If you are a freelance worker, you may have come to expect certain tax deductions from past tax filing seasons. However, the Tax Cuts and Jobs Act of 2017 has gone away with many of the regular tax deductions that freelance workers have experienced in past years. Due to the many changes, it is best to contact a tax professional to ensure that you are not missing out on other new tax deductions available. In the meantime, here are nine tax deductions that have disappeared as a result of the Tax Cuts and Jobs Act.
1) Unlimited State and Local tax deductions
Under the new law, the maximum amount for state and local deductions is $10,000. Shaun McClung, a Florida based tax manager director, argues that this altered tax deduction is going to hurt middle class taxpayers and taxpayers in states like California and New York, whose state income and property rates are above the average, the most.
2) Personal Exemptions
The new tax reform law actually increases your standard deduction.

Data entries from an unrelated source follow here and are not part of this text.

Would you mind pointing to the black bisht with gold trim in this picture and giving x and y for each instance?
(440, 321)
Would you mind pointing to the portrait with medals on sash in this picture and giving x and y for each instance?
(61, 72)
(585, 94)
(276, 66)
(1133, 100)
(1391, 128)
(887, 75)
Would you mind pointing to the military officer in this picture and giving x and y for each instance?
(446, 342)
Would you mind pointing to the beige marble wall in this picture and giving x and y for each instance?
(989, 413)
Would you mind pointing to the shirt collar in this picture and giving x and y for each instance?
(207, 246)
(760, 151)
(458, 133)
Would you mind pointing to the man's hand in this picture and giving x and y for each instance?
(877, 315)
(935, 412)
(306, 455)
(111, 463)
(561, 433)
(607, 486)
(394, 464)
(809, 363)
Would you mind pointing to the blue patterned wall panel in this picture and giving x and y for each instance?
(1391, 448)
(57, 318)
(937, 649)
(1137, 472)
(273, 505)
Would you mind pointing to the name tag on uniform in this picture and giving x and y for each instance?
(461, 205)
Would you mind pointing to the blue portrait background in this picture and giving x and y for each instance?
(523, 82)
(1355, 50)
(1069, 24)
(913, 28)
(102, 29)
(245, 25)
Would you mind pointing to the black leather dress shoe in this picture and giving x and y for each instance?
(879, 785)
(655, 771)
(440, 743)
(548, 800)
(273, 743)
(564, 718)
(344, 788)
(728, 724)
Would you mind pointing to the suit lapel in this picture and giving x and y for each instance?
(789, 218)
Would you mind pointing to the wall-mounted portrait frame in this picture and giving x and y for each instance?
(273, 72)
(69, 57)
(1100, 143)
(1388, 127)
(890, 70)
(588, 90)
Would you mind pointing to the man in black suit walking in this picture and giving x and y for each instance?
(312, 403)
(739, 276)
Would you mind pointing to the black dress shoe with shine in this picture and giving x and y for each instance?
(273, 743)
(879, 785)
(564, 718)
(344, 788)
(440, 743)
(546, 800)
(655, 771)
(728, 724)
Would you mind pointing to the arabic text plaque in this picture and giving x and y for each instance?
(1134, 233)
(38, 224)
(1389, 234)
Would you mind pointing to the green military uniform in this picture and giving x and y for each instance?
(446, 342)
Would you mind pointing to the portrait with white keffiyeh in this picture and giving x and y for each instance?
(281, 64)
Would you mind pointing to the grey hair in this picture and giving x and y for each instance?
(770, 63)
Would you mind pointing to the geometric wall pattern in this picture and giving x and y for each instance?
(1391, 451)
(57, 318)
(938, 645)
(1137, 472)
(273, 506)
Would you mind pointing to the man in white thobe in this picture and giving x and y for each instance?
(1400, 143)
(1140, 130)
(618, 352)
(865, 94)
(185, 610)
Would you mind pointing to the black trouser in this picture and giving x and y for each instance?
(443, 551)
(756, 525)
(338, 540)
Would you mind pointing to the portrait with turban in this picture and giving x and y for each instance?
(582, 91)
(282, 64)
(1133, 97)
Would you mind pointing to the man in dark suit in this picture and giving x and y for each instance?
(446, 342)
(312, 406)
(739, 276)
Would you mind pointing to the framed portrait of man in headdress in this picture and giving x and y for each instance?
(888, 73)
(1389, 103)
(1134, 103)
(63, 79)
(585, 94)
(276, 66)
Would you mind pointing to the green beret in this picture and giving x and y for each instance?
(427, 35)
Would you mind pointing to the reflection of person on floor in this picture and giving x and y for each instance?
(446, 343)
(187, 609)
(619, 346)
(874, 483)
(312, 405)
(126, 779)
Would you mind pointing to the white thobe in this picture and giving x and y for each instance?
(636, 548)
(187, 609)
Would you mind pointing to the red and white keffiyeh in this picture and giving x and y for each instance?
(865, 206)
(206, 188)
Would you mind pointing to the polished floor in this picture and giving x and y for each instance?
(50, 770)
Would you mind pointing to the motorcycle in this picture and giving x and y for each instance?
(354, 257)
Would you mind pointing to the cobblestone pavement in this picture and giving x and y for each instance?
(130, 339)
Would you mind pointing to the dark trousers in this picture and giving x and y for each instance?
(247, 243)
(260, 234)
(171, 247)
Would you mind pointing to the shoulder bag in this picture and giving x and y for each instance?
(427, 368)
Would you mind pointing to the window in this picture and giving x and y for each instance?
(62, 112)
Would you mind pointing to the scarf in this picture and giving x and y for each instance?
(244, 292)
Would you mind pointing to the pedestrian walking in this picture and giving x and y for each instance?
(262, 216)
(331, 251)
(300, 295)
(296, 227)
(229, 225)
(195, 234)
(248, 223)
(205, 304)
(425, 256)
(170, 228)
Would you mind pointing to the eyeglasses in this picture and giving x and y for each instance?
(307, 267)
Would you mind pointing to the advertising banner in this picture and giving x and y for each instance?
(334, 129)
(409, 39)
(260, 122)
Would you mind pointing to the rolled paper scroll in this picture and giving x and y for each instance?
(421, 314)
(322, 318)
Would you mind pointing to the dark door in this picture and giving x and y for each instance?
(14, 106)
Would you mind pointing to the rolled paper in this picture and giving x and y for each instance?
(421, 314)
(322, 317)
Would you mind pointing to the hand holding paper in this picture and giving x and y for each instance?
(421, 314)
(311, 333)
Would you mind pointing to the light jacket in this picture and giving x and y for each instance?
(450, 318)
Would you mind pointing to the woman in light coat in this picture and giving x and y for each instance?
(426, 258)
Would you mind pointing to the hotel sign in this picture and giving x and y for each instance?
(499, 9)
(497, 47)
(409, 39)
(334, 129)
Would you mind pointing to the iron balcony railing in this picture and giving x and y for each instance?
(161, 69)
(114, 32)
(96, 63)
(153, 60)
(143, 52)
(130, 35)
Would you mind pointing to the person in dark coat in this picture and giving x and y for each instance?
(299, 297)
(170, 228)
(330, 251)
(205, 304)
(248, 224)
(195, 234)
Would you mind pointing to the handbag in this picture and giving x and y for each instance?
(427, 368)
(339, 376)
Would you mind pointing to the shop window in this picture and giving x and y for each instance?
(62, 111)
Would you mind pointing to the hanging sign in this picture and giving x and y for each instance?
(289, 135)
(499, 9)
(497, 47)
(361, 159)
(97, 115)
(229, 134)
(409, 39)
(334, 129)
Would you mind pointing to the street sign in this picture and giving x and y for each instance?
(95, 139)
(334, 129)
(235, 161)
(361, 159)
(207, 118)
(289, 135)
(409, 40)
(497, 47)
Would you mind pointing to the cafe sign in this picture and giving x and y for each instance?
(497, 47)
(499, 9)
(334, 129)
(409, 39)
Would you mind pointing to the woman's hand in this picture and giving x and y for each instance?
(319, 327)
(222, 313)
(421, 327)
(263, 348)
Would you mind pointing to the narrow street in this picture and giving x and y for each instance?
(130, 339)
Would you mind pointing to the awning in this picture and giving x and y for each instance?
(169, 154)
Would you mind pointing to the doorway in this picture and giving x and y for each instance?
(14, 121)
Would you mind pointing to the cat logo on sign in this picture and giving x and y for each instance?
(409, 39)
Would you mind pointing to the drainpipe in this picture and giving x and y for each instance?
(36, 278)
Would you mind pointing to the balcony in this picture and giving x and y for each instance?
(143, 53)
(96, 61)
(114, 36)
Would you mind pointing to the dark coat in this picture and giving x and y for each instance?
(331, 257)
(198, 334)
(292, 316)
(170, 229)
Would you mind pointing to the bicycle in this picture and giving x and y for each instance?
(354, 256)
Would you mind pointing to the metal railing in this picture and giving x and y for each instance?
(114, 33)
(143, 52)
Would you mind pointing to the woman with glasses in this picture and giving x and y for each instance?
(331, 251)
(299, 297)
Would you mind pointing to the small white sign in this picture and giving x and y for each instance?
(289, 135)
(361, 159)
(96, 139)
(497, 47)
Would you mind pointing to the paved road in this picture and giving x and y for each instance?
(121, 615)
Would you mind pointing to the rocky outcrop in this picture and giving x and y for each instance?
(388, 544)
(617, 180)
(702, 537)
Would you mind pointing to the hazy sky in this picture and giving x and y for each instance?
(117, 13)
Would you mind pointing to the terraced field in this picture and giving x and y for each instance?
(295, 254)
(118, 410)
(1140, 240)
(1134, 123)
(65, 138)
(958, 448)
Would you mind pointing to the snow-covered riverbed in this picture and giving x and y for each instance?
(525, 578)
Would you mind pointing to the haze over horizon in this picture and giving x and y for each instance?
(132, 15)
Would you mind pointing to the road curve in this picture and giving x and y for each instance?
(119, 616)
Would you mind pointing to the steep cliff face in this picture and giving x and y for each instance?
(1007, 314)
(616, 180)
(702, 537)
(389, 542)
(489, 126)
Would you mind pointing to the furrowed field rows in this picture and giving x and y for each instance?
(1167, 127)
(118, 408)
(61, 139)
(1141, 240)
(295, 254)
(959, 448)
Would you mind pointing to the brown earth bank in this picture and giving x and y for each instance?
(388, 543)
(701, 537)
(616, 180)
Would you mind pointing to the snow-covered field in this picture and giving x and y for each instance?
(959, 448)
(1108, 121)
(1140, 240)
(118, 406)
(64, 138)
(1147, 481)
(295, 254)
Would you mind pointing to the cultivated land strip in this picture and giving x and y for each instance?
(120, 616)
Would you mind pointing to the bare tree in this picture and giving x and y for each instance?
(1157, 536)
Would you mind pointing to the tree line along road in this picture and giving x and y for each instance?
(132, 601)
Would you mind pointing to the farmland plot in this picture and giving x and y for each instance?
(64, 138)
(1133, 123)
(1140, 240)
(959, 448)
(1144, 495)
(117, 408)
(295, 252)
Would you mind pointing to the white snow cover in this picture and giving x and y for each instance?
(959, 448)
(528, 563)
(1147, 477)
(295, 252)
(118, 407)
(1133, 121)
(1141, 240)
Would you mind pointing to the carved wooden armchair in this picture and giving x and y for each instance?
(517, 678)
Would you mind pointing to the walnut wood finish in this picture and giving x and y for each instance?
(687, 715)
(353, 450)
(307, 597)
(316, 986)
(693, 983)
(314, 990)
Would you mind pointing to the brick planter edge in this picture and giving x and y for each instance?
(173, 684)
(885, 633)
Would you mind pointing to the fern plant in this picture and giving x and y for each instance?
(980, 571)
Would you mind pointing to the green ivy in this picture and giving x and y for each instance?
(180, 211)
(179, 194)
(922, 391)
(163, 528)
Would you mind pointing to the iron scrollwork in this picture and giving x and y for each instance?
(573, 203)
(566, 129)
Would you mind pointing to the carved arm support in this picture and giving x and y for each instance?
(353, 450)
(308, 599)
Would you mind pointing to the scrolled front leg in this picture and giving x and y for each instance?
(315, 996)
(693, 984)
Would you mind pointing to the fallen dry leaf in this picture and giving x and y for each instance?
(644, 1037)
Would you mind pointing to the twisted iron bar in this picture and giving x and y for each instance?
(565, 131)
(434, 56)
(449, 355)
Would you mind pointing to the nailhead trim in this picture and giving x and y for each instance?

However, this is replacing the $4,050 in personal exemptions for each dependent. The increased standard deduction attempts to make up for the loss in personal exemptions, but there is a chance the standard deductions won’t make up for the loss entirely.
3) Unrestricted deductions for home equity loan interest
Unlike in the past where the loans could be used for travel or debt consolidation, this deduction is no longer viable unless the loan is being used to “buy, build, or substantially improve” the home that the loan is secured on.
4) A Mortgage Interest Deduction of Debt up to $1 Million
If the mortgage transaction came after January 1, 2018, the deduction for mortgage interest is now capped at $750,000. If the mortgage was taken out prior to January 1, 2018, you are still able to deduct the interest up to $1 million. Again, this change affects those in states such as California and New York.
5) Deductions for Unreimbursed Employee Exemptions
If you are both a freelance worker and employed, you are no longer able to deduct unreimbursed purchases made in relation to your job. In 2017, taxpayers were able to deduct any amount that exceeded 2 percent of their adjusted gross income in 2017.
6) Other Popular Itemized Deductions
In 2017, taxpayers could deduct advisor fees and tax preparation fees. Other disappearing miscellaneous deductions are those costs related to tax preparation services, investment fees, professional dues, qualified employee education expenses, among others on a long list of other previously approved items.
7) A Deduction for Moving Expenses
The deduction for moving expenses has now been erased for practically all jobs, other than military members who are required to move.
8) Unrestricted Deductions for Expenses Related to Natural Disasters
If you were affected by a Natural Disaster in 2018, you are no longer able to deduct any losses that were not covered by insurance. This deduction now only applies to those who live in designated danger zones.
9) Alimony Payment Deductions
For divorces finalized after December 31, 2018, deductions for alimony payments are no longer be available.